Can anyone recommend to me a tower style 3-way speaker kit that has all of the components required for the build, including the cabinets with driver holes already cut?
I'd like to keep a the pair under $1000.


----------



## GranteedEV (Aug 8, 2010)

thehoj said:


> Can anyone recommend to me a tower style 3-way speaker kit that has all of the components required for the build, including the cabinets with driver holes already cut?
> I'd like to keep a the pair under $1000.


:nono: We all would!

The cabinets alone are a big part of the cost of a tower speaker. The crossovers are a big part of the cost of a 3-way. It's difficult to get such 3-way tower kits if you're not willing to do any woodworking - the end result won't likely be much better than a commercial speaker at the same price point. 

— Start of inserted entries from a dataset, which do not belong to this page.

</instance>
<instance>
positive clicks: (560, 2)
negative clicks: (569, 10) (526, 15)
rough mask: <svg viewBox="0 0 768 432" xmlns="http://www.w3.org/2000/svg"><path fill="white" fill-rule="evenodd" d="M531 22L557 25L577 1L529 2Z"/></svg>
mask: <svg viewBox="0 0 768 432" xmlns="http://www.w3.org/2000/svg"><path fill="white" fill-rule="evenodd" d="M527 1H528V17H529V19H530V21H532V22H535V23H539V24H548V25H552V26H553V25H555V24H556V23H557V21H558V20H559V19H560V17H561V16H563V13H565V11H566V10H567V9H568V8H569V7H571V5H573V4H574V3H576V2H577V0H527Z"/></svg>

If you're willing to step down to a 2-way, here is a pre-fab MTM speaker cabinet:

http://www.madisoundspeakerstore.com/thor-cabinets/thor-mutenye-cabinet-each/

However I can't personally recommend the Thor crossover as i've only read that it makes some major design errors. I can tell you some other designs that WILL work in this cabinet however, like this:

http://www.drmarksays.com/?p=73

This will be a superior design, and should work in the prefab Thor cabinet.


----------



## JimH (Nov 11, 2011)

The Tritrix MTM TL kit at Parts Express comes close to meeting your requirements. Probably a bit lower in quality than you are looking for at only $259, though you do have to assemble and finish the cabinets. They have gotten good reviews however. Not many choices for tower kits with cabinets in your price range.


----------



## Jstslamd (Nov 30, 2010)

You could also do an mtm larger bookshelf on stands that will probably meet your sound requirements. If you do like that ideas. Parts express sells very nice cabinets for a decent price. 

Also if you know of a popular speaker design that you like but you don't want to build the cabinets there is a website called cncspeakers.com. They sell flat pack cabinets. You just have to assemble and finish to taste.


----------



## fusseli (May 1, 2007)

You can put together these cabs and finish them yourself http://www.parts-express.com/pe/showdetl.cfm?Partnumber=300-7054 

I'm positive you could find an existing 2.5 or 3-way design to work in that volume (E.g. the Zaph ZA5.3t is quite close to the same baffle, then you could partion the inside to control volume). 

The issue putting an existing design into a pre-determined box is that every speaker's crossover has been designed around a specific baffle, so if the design baffle and the baffle on the box you buy don't match up within an inch or two in any direction, there may be unpredicted changes in performance.


----------